This issue really ought to be much simpler to resolve than it has been so far. I've been trying things for long enough that nothing seems to make sense any longer, which is why I'm posting it here even though there are lots of articles on the web regarding user permissions on home folders.
Here's what I know:
I've inherited administration of a Windows Server 2008 R2 file server in a Windows domain (2008 schema). This domain was migrated from an SBS 2003 domain at some point in the past (I can see traces of the SBS structure in AD, as well as the existing group policy objects).
Our user's home folders are created by the system automatically when I create new users in AD. I had not been altering the permissions in any way. In addition, we have an SBS group policy still in effect that redirects the user's 'My Documents' folder to their home folder on the server (for backups).
And here's the problem:
I was recently approached by a new user who stated that she wasn't able to delete some data that she had stored in her home folder. As I looked into it, I found that while she had access to any files that she placed into her home directory, she didn't have access to the redirected 'My Documents' folders and files. As I looked at the security settings for the folder, it looked like she should have had access: she was listed as the folder owner (with full control, which is too much in my opinion, but it should have worked). When I looked at effective permissions for her user account, Windows believed that she should have had access.
This felt like a group policy problem of some sort to me, so I moved her user account to an OU I use for testing (it has inheritance blocked).
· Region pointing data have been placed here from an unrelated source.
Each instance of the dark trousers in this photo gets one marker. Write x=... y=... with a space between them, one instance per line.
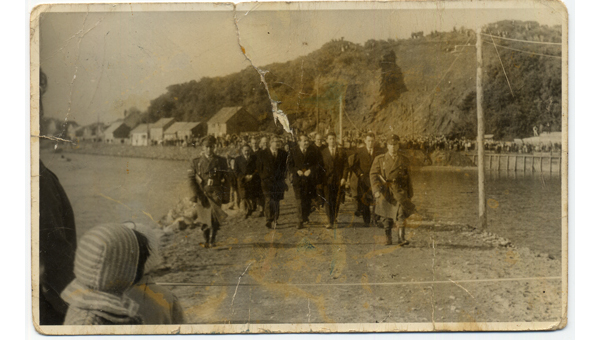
x=273 y=194
x=364 y=202
x=303 y=202
x=271 y=207
x=389 y=223
x=248 y=205
x=333 y=198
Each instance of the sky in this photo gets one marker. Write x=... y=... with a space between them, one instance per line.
x=103 y=61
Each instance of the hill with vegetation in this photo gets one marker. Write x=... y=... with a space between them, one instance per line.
x=422 y=85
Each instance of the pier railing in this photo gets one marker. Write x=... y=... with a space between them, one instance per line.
x=537 y=162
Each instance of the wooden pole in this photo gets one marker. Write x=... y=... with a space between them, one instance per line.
x=480 y=133
x=340 y=137
x=317 y=104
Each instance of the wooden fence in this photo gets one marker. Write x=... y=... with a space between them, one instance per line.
x=516 y=162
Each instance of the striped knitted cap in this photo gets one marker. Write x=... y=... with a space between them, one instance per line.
x=106 y=259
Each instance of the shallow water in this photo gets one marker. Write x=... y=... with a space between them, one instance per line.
x=525 y=208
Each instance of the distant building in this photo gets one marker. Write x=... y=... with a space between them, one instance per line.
x=139 y=135
x=183 y=131
x=132 y=119
x=157 y=129
x=231 y=120
x=85 y=133
x=117 y=132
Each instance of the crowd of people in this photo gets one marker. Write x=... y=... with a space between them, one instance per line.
x=320 y=172
x=353 y=139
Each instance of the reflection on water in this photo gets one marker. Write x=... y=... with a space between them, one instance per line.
x=523 y=207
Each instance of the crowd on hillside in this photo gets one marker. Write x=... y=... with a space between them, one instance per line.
x=427 y=144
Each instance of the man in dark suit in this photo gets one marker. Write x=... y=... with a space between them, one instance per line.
x=334 y=172
x=208 y=180
x=271 y=167
x=363 y=159
x=303 y=164
x=247 y=180
x=392 y=189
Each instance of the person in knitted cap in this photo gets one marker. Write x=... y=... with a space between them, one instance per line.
x=109 y=260
x=157 y=305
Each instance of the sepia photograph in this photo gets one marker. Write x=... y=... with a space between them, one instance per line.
x=299 y=167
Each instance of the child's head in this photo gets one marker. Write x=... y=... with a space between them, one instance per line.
x=110 y=258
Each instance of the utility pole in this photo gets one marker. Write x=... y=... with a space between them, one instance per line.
x=480 y=133
x=318 y=78
x=340 y=137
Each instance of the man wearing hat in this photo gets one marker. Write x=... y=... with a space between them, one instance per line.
x=334 y=171
x=392 y=189
x=208 y=179
x=271 y=166
x=361 y=166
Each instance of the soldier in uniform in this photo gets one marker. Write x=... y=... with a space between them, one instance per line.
x=208 y=180
x=363 y=159
x=247 y=180
x=334 y=173
x=304 y=163
x=392 y=189
x=271 y=167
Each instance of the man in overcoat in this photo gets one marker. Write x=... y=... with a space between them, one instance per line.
x=363 y=159
x=303 y=164
x=334 y=172
x=392 y=189
x=208 y=180
x=271 y=167
x=247 y=180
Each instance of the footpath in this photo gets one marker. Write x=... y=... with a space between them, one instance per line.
x=448 y=273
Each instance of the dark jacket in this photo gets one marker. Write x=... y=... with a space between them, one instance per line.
x=298 y=161
x=271 y=170
x=391 y=177
x=361 y=165
x=57 y=245
x=203 y=169
x=334 y=169
x=242 y=168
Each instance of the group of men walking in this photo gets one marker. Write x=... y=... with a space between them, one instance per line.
x=318 y=173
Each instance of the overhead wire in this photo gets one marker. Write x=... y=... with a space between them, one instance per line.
x=523 y=51
x=503 y=70
x=520 y=40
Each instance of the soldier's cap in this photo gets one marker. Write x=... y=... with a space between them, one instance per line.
x=393 y=139
x=208 y=140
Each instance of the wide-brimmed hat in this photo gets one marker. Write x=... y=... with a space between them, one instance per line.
x=393 y=139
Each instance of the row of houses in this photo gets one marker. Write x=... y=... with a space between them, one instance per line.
x=229 y=120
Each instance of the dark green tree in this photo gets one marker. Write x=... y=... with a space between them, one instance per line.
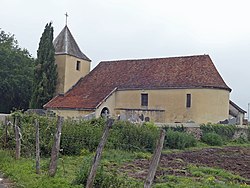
x=45 y=70
x=16 y=74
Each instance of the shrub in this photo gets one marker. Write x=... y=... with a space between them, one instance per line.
x=179 y=140
x=177 y=128
x=133 y=137
x=212 y=139
x=104 y=178
x=123 y=135
x=225 y=131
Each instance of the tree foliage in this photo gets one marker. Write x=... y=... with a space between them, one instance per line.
x=16 y=74
x=45 y=70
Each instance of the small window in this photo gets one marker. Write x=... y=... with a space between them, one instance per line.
x=78 y=65
x=188 y=102
x=144 y=99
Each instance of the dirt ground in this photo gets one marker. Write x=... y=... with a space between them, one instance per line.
x=233 y=159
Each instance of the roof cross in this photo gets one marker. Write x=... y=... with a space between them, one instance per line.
x=66 y=17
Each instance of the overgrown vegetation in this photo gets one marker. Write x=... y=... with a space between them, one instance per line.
x=212 y=139
x=225 y=131
x=126 y=142
x=179 y=140
x=16 y=74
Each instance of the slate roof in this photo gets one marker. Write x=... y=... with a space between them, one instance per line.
x=159 y=73
x=66 y=44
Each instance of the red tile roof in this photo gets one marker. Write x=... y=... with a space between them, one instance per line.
x=159 y=73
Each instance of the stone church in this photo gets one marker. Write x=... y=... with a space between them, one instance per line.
x=163 y=90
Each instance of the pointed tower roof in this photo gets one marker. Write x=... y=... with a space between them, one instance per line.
x=66 y=44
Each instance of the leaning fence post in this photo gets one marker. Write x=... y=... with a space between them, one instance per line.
x=55 y=148
x=97 y=158
x=37 y=147
x=155 y=160
x=18 y=139
x=6 y=132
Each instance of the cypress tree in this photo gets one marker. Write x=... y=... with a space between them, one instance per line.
x=44 y=85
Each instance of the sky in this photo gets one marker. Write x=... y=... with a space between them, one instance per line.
x=133 y=29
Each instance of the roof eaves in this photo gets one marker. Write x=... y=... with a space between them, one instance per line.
x=102 y=101
x=237 y=107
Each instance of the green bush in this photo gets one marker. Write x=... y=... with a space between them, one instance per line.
x=79 y=135
x=123 y=135
x=105 y=179
x=225 y=131
x=212 y=139
x=28 y=131
x=133 y=137
x=179 y=140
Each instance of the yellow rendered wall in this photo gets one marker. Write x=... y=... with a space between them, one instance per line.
x=108 y=103
x=67 y=73
x=60 y=62
x=207 y=105
x=72 y=113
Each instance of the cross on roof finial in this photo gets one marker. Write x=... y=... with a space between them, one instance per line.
x=66 y=17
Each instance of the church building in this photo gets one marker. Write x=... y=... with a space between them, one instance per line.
x=163 y=90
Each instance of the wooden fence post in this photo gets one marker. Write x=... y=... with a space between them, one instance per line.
x=97 y=158
x=6 y=132
x=55 y=148
x=155 y=160
x=18 y=139
x=37 y=147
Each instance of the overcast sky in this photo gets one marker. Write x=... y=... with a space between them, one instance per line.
x=127 y=29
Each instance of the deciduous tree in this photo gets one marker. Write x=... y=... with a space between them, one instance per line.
x=45 y=70
x=16 y=74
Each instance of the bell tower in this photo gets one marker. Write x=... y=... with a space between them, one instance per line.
x=72 y=64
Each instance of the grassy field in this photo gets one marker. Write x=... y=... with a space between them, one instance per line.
x=22 y=171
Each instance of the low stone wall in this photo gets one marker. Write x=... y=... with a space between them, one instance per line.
x=194 y=129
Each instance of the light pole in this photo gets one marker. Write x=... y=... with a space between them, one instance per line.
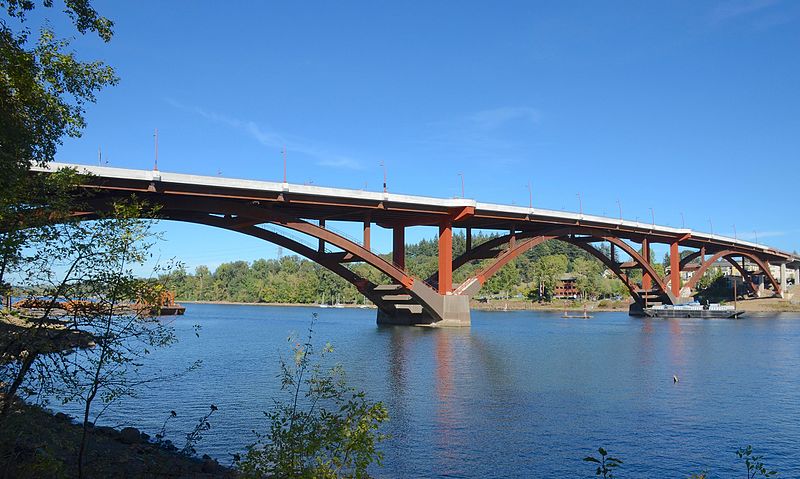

After logging off and then back on, not only did she still not have access to her folders, but I couldn't view ownership or permissions data from the file server, even when logged on as the domain admin.
I was able to take ownership using 'takeown' and make the permissions look correct, but she still didn't have access. As a part of the troubleshooting, I moved my AD user into the same 'no policys' OU, and am now seeing the same issues with the home folder.
I did some googling and found the following ICACLS script to reset user permissions:
set /p userDir=Enter the login of the user's directory you're modifying permissions for. (i.e. jDoe)
TAKEOWN /f "E:\Home Directories\%userDir%" /r /d y
ICACLS "E:\Home Directories\%userDir%" /reset /T
ICACLS "E:\Home Directories\%userDir%" /grant:r "MYDOMAIN\%userDir%":(OI)(CI)F
ICACLS "E:\Home Directories\%userDir%" /setowner "MYDOMAIN\%userDir%" /T
I modified it to fit my domain and ran it against my user folder. The script completed successfully, but I am still being denied access.
I'm at a loss at this point. So far, only 2 of the 80+ users are being affected, so I'm hesitant to run any scripts or make any changes that would effect the entire parent folder structure. However, it's obvious that I either have a permission issue that is being inherited down and causing problems, or a policy that is causing issues, or both. I'm afraid that the problem will continue to escalate as time goes on.
Does anyone have some advice on how to approach the issue?